Je n'ai vraiment pas un parcours classique. Mais cela n'a bien sûr rien d'étrange pour un écologiste, tous ici nous sommes en rébellion contre la technocratie néo-libérale qui écrase les hommes et détruit la nature. En quelques mots, je suis né à Paris en 1962, j'ai ensuite déménager à Montréal en 1977, j'ai fait mes études à l'école polytechnique de Montréal, j'ai travaillé à Montréal puis à Paris comme ingénieur commercial en informatique, après un différent avec un directeur commercial je me suis retrouvé au chômage et constatant l'absurdité et l'hypocrisie du monde moderne je décidais en 1992 d'entrer définitivement en résistance.

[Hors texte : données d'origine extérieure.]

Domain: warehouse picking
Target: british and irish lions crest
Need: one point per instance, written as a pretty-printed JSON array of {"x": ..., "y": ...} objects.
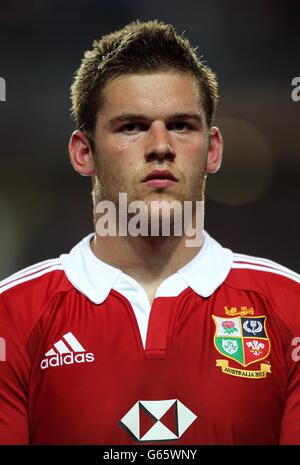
[{"x": 244, "y": 340}]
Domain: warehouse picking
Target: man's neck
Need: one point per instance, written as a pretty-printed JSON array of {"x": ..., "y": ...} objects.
[{"x": 148, "y": 260}]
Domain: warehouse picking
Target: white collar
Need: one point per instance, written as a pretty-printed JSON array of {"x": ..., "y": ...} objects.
[{"x": 95, "y": 278}]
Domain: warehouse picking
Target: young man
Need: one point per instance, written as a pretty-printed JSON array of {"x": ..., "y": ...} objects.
[{"x": 136, "y": 338}]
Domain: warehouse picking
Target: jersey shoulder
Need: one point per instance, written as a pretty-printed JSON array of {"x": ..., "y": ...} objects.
[
  {"x": 277, "y": 285},
  {"x": 262, "y": 272},
  {"x": 27, "y": 294}
]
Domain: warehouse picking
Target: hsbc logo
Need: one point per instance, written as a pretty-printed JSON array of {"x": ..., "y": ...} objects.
[{"x": 157, "y": 420}]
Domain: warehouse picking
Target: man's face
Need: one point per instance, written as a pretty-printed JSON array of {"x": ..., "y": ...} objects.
[{"x": 151, "y": 122}]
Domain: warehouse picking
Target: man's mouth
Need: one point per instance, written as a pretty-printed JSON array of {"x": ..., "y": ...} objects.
[{"x": 160, "y": 179}]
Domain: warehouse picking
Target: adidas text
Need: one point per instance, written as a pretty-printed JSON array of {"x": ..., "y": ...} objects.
[{"x": 68, "y": 359}]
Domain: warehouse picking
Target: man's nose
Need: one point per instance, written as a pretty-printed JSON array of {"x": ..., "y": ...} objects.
[{"x": 159, "y": 143}]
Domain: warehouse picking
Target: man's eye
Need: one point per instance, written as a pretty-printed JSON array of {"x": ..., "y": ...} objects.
[{"x": 179, "y": 126}]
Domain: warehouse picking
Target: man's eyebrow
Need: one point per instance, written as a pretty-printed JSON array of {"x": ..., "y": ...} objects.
[{"x": 139, "y": 116}]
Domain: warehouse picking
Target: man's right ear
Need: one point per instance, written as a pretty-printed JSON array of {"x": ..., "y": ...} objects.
[{"x": 80, "y": 153}]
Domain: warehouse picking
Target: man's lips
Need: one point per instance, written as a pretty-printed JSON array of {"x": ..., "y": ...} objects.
[{"x": 160, "y": 179}]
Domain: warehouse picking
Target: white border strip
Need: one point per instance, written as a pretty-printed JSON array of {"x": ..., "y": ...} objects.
[
  {"x": 289, "y": 275},
  {"x": 29, "y": 278}
]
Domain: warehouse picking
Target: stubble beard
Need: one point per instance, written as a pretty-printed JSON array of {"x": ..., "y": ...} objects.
[{"x": 107, "y": 185}]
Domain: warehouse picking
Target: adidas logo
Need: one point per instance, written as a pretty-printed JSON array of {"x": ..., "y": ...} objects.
[{"x": 67, "y": 351}]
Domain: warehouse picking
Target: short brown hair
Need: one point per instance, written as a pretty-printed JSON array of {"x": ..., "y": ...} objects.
[{"x": 140, "y": 47}]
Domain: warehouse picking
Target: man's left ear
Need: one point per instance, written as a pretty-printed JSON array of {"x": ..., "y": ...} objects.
[{"x": 215, "y": 150}]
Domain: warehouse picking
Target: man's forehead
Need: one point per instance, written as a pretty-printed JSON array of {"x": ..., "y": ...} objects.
[{"x": 161, "y": 92}]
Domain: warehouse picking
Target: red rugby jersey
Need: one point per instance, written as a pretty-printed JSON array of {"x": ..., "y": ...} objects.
[{"x": 85, "y": 359}]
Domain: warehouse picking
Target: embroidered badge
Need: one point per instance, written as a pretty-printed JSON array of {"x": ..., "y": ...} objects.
[
  {"x": 244, "y": 340},
  {"x": 233, "y": 311}
]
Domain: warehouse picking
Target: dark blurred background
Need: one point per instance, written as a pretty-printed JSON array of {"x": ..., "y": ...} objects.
[{"x": 252, "y": 204}]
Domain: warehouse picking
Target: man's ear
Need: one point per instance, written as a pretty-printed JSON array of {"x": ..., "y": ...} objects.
[
  {"x": 215, "y": 150},
  {"x": 80, "y": 153}
]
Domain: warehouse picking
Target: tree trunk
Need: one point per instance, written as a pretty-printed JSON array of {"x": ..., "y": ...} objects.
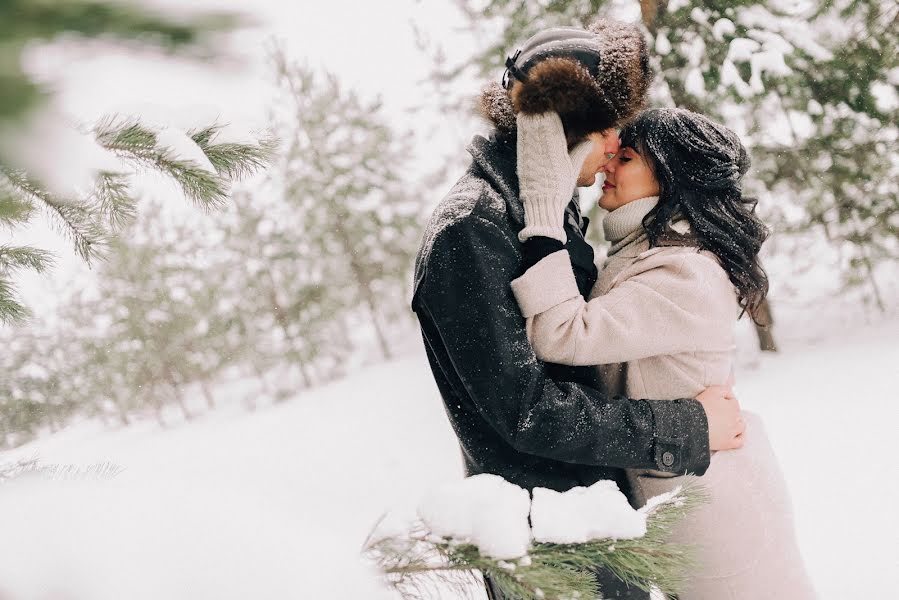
[
  {"x": 649, "y": 11},
  {"x": 207, "y": 393},
  {"x": 763, "y": 324},
  {"x": 122, "y": 413},
  {"x": 284, "y": 322},
  {"x": 176, "y": 389},
  {"x": 364, "y": 283}
]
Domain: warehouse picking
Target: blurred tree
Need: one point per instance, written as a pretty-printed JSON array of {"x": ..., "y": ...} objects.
[
  {"x": 341, "y": 175},
  {"x": 813, "y": 86},
  {"x": 201, "y": 167},
  {"x": 24, "y": 22}
]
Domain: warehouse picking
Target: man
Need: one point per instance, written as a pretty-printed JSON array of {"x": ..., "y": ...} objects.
[{"x": 533, "y": 423}]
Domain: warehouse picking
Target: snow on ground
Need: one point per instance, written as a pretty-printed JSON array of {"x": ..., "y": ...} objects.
[{"x": 283, "y": 498}]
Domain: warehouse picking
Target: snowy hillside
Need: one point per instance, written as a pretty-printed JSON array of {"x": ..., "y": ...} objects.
[{"x": 276, "y": 504}]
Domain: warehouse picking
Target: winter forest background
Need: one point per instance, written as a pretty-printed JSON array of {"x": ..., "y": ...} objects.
[{"x": 209, "y": 215}]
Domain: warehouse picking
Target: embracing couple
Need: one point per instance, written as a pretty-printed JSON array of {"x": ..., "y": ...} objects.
[{"x": 557, "y": 374}]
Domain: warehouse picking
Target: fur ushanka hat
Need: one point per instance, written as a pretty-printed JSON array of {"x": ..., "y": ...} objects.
[{"x": 595, "y": 78}]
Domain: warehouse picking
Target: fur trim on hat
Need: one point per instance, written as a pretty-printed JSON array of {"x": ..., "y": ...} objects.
[{"x": 585, "y": 104}]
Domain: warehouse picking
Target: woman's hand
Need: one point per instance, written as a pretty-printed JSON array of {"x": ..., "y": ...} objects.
[
  {"x": 547, "y": 173},
  {"x": 722, "y": 410}
]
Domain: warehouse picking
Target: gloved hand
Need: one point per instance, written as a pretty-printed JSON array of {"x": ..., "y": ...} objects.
[{"x": 547, "y": 174}]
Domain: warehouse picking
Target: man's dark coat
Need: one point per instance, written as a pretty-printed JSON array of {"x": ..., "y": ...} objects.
[{"x": 533, "y": 423}]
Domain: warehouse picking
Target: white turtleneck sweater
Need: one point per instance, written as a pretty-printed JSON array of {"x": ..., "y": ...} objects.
[{"x": 665, "y": 315}]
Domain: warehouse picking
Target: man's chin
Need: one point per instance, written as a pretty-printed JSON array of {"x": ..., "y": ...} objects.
[{"x": 586, "y": 181}]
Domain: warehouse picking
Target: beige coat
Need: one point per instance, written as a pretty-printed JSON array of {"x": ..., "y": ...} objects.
[{"x": 659, "y": 323}]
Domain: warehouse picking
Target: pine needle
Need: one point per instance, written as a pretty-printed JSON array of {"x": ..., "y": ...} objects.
[{"x": 418, "y": 563}]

J'ai milité et je m'active encore pour la cause tibétaine. J'ai fait plusieurs longs voyages en Asie.

Pourquoi avons nous choisi d'être écologiste ?

Probablement parce que nous faisons partie de l'élite la plus lucide de ce pays et que nous savons fort bien que le modèle de société dominant c'est-à-dire l'économie politique est devenu non seulement caduque mais aussi absurde et dangereuse pour la survie de la vie sur cette planète. En notre for intérieur, nous savons bien que nous avons fondamentalement raison. Mais nous savons aussi que nous allons devoir nous battre pour imposer nos idées car comme disait Heidegger les nouvelles idées sont d'abord considéré comme ridicule, elle rencontre ensuite une opposition farouche et finissent par devenir évidente pour tout le monde à condition qu'elles soit bonnes, bien entendu.

Et les bonnes idées ce n'est pas ce qui nous manque au MEI !

Je crois que les idées écologistes ne sont plus considéré par les Français comme irréalistes et c'est bien pour cela que je dis que nous allons devoir nous battre, car l'ordre néo-libéral technoscientiste de consommation, avant de mourir, va fort probablement résiter. Le combat ne sera pas facile ! Mais c'est un combat juste ! Et pour mener ce combat nous devons rassembler les hommes et les femmes de bonne volonté.

Les Français sont trop nombreux pour que chacun puisse dire ce qu'il veut sur un certain nombre de problèmes clés. Alors ils vont voter. Mais pour qui ? Il faut bien qu'ils se tournent vers les partis qui existent. Or, pour le moment, qu'il s'agisse des partis de droite, du centre ou de gauche, leur pauvreté est la même. Grosso modo, même si c'est un peu trop facile de dire ça, ils sont aussi peu créatifs, aussi peu inventifs les uns que les autres. Considérons alors un citoyen critique, qui aurait des idées, qui serait vraiment contestataire tout en ayant des idées généreuses. Pour qui va-t-il voter ?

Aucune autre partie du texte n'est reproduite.